Re: Gsoc2012 idea, tablesample

From: Sandro Santilli <strk(at)keybit(dot)net>
To: Qi Huang <huangqiyx(at)hotmail(dot)com>
Cc: heikki(dot)linnakangas(at)enterprisedb(dot)com, josh(at)agliodbs(dot)com, pgsql-hackers(at)postgresql(dot)org, andres(at)anarazel(dot)de, alvherre(at)commandprompt(dot)com, neil(dot)conway(at)gmail(dot)com, daniel(at)heroku(dot)com, cbbrowne(at)gmail(dot)com, kevin(dot)grittner(at)wicourts(dot)gov
Subject: Re: Gsoc2012 idea, tablesample
Date: 2012-04-23 13:37:42
Message-ID: 20120423133742.GO26868@gnash
Views: Raw Message | Whole Thread | Download mbox | Resend email
Thread:
Lists: pgsql-hackers

On Sat, Apr 21, 2012 at 02:28:52PM +0800, Qi Huang wrote:
>
> Hi, Heikki
...
> > Another idea that Robert Haas suggested was to add support doing a TID
> > scan for a query like "WHERE ctid< '(501,1)'". That's not enough work
> > for GSoC project on its own, but could certainly be a part of it.
>
> the first one and the last one are still not clear.

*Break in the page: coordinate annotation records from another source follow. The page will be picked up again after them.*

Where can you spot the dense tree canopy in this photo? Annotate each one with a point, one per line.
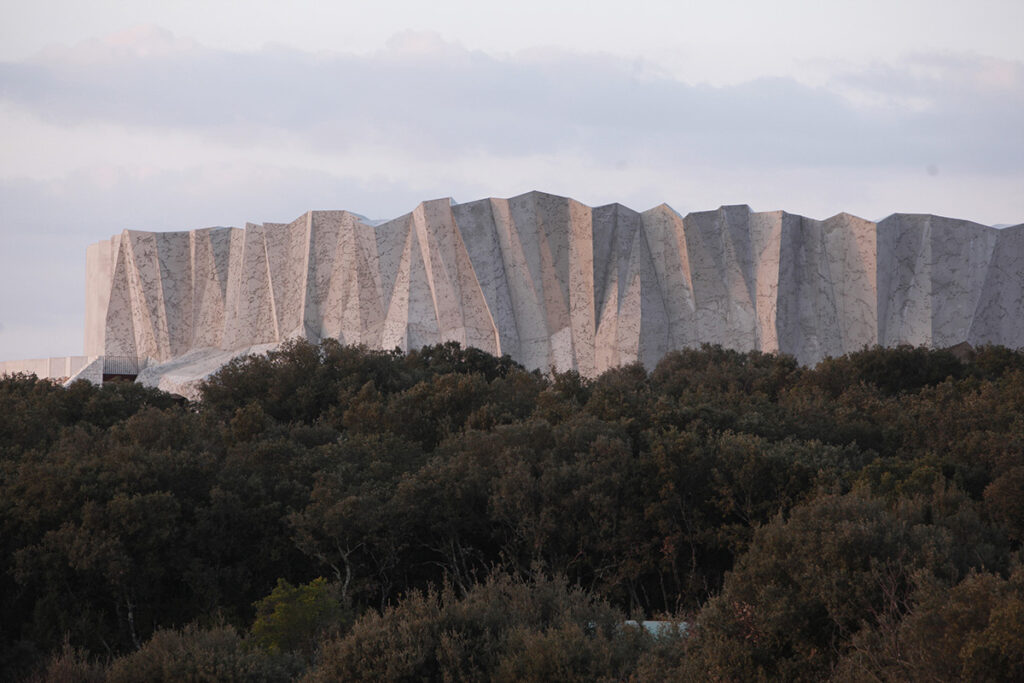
(331, 511)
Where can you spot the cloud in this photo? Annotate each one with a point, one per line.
(436, 98)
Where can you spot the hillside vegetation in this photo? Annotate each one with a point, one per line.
(331, 512)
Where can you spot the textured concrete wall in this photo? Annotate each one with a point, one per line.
(554, 283)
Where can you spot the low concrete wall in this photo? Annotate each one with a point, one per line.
(55, 368)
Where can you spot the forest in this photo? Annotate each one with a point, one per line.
(330, 512)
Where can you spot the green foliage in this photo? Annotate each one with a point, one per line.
(811, 522)
(200, 654)
(292, 617)
(503, 629)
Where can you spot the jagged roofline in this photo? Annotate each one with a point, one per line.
(555, 283)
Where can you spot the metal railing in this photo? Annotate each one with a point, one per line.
(121, 365)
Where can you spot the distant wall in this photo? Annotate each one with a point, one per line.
(557, 284)
(55, 368)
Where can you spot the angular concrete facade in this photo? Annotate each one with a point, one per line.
(556, 284)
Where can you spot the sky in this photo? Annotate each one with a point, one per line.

The last one was the TID scan on filters like ctid < '(501,1)'.
TID "scans" are the fastest access method as they directly access
explicitly referenced addresses. Starting from this observation a sampling
function may select random pages and tuples within pages and directly
access them, optimizing accesses by grouping tuples within the same
page so to fetch them all togheter.

This is what the ANALYZE command already does when providing samples
for the type analyzers.

Unfortunately it looks like at SQL level only the equality operator triggers
a TID scan, so things like "WHERE ctid < '(501,1)'" won't be as fast as
fetching all visible tuples in the first 501 pages.

I think that's what Heikki was referring about.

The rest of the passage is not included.